Reseña
En las más diversas situaciones –desde las más íntimas a las más públicas– no conviene desatender esa advertencia (que, entre nosotros, de un modo u otro tanto ha sido recomendada por pensadores como Andrés Bello o Carlos Vaz Ferreira): Ten cuidado con las palabras. Después de todo, haciendo uso de palabras recorremos la vida, bien o mal, y más si se trata de palabras cuyos usos prácticos, morales, legales o políticos las han vuelto tan dramáticas como “justicia”. Porque no cabe la menor duda: “justicia” no es sólo una palabra de uso común, sino una palabra dramática.

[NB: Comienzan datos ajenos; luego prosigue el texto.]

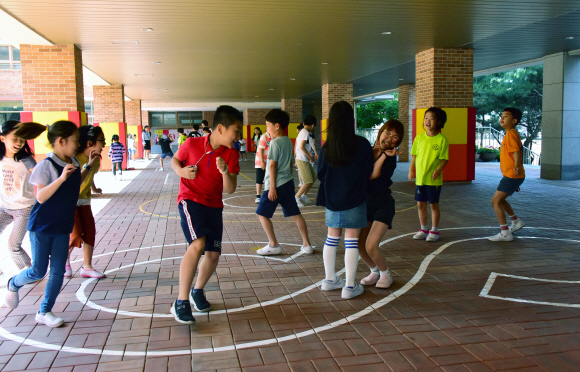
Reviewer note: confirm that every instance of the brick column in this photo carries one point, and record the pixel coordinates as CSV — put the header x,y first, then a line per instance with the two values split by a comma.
x,y
293,106
444,78
109,101
406,103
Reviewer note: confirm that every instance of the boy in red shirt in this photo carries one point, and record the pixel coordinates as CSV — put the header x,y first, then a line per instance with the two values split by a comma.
x,y
512,168
207,166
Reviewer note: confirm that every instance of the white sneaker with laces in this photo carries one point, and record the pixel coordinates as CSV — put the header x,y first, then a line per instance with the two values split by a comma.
x,y
516,225
350,292
267,250
328,285
501,237
49,319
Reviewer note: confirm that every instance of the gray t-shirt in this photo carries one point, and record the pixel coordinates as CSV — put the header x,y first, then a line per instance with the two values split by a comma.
x,y
281,151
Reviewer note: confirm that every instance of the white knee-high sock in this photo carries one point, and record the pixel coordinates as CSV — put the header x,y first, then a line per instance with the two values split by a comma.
x,y
329,256
350,260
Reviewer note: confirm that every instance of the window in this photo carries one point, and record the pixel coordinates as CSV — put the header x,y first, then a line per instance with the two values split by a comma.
x,y
9,58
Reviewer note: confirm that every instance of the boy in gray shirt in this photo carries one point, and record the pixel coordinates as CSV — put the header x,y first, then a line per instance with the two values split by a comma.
x,y
279,184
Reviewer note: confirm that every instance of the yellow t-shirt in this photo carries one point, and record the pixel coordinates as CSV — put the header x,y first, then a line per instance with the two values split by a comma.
x,y
429,152
85,193
511,142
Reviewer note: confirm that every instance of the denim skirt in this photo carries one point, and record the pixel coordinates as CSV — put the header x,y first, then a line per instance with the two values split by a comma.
x,y
355,218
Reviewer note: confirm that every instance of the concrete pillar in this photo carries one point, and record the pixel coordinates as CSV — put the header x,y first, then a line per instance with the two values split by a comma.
x,y
560,118
406,106
293,106
444,78
109,103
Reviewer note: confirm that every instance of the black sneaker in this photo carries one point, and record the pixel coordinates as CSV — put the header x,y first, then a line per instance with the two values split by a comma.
x,y
182,313
199,301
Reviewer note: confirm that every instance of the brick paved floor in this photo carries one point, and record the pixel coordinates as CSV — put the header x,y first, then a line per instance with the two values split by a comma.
x,y
269,315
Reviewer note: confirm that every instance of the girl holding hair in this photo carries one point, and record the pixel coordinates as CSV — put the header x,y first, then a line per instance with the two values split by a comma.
x,y
380,204
92,141
345,164
57,179
16,193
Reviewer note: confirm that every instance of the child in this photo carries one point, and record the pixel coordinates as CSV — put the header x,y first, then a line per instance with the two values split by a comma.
x,y
57,179
165,143
207,166
345,164
243,149
279,184
92,141
116,154
512,168
380,204
304,159
16,193
430,154
262,147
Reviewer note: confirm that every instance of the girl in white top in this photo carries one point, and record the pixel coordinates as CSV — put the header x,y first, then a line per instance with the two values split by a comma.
x,y
17,194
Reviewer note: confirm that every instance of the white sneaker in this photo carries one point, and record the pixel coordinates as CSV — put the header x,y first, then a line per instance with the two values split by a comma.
x,y
49,319
516,225
267,250
433,236
350,292
328,285
422,234
299,202
502,238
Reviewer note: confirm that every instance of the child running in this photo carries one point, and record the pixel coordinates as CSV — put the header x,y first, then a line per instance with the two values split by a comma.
x,y
380,204
207,166
512,168
116,154
92,141
344,167
430,154
262,147
57,179
16,193
279,184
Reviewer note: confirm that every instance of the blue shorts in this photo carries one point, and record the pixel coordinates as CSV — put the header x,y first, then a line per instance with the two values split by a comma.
x,y
510,185
198,220
355,218
286,199
428,193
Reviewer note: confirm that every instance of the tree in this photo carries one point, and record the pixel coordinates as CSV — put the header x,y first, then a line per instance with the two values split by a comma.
x,y
371,114
520,88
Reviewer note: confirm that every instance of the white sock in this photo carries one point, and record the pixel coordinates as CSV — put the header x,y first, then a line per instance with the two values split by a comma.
x,y
350,260
329,256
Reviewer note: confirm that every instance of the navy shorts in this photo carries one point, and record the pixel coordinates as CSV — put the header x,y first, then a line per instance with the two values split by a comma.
x,y
198,220
382,211
428,193
510,185
286,199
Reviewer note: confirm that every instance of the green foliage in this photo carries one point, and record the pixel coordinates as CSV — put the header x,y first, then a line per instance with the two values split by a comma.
x,y
371,114
520,88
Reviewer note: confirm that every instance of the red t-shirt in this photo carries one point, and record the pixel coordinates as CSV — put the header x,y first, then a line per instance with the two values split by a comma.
x,y
207,187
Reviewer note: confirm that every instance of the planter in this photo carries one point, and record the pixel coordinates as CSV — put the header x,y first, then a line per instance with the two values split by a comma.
x,y
488,156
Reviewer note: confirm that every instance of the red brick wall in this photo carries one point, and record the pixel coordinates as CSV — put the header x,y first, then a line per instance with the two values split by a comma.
x,y
133,112
293,106
10,83
332,93
109,103
444,78
52,78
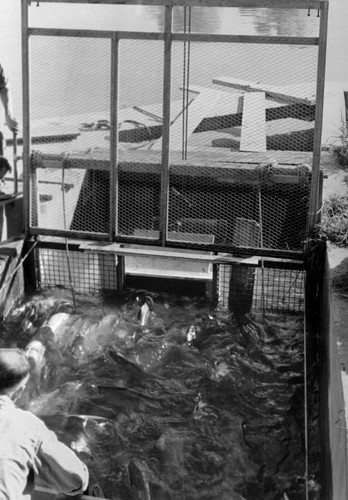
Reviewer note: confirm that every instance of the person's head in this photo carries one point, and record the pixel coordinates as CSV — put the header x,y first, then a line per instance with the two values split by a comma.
x,y
5,167
14,371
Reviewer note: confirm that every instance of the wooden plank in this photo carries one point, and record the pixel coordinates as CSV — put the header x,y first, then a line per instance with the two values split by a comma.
x,y
201,107
51,213
149,265
253,133
296,93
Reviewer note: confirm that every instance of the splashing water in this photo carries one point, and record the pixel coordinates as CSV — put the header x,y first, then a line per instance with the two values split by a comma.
x,y
158,417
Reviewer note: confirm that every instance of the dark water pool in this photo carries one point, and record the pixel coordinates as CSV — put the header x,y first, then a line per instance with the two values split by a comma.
x,y
156,417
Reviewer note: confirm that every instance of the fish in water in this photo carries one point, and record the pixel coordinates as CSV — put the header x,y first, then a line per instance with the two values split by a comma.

En efecto, no es raro que apenas se la introduce en una conversación, o incluso en la disquisición científica más teórica, tarde o temprano nos pongamos a discutir y, más temprano que tarde los ánimos se acaloren. En algún momento ya no se escucha. Sólo se repite la propia posición y se grita, si es que no se insulta. No es difícil explicar por qué. Con palabras como “justicia” o, más bien, con los conceptos que construimos con sus usos y con otros con que se vincula, no sólo hacemos referencia a sociedades y personas, también las defendemos o atacamos, a menudo con pasión. Así, a partir de conceptos como éstos articulamos el mundo social y sus formaciones (por ejemplo, predicamos de sociedades y personas que son justas o injustas o, al menos, en algunos aspectos justas y, en otros, injustas). Esas evaluaciones –correctas o incorrectas– tienen consecuencias en nuestros modos de creer, desear, sentir, actuar: al usar estos conceptos no sólo juzgamos, sino que también nos damos fuerza o asustamos, nos alegramos o angustiamos, nos aturdimos o consolamos.
De ahí la importancia de atender las ramificaciones a menudo intrincadas del concepto subdeterminado de justicia y de otros conceptos con que se interrelaciona y, así, de contribuir a cuidar a la justicia. Pero, ¿de dónde proviene esa importancia?